One congressionally mandated 340B program flexibility is due to lapse at the end of this year.
In March as part of the Consolidated Appropriations Act, Congress allowed hospitals terminated from 340B during the pandemic because their Medicare disproportionate share (DSH) adjustment percentage fell below 340B statutory requirements as a consequence of the pandemic to apply for readmission.

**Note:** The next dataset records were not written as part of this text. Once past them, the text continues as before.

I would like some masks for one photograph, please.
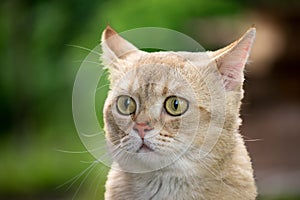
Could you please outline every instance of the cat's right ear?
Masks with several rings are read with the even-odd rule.
[[[139,51],[110,26],[102,33],[101,45],[103,52],[101,59],[106,66],[117,67],[119,60],[126,60],[129,55]]]

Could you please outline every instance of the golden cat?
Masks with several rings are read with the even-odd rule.
[[[114,160],[105,199],[256,198],[238,130],[255,33],[218,51],[148,53],[104,30],[111,81],[104,121]]]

The hospital must have been terminated from 340B during Medicare cost reporting periods ending no later than December 31, 2022. HRSA on the Office of Pharmacy Affairs home page asks hospitals that believe they are eligible for the exception to the DSH percentage requirement but have not yet been contacted by the agency to please contact Apexus, the 340B Prime Vendor. It says requests will be handled on a case by case basis.
CMS said in its Aug. 18 blog post that U.S. Health and Human Services (HHS) Secretary Xavier Becerra would give states and the health care community 60 days’ notice before ending the PHE. The last 90-day extension of the emergency was on July 15.
“It seems unlikely … that the PHE will end in mid-October since the 60-day early warning for governors has come and gone,” American Hospital Association spokesperson Colin Milligan said. “It seems like it will likely go through early 2023.”
AHA sent a letter to Becerra in July, asking him to renew the PHE rather than let it lapse in October, arguing that the PHE was necessary to ensure continuation of critical waivers and other flexibilities and to minimize additional disruption to the healthcare delivery system.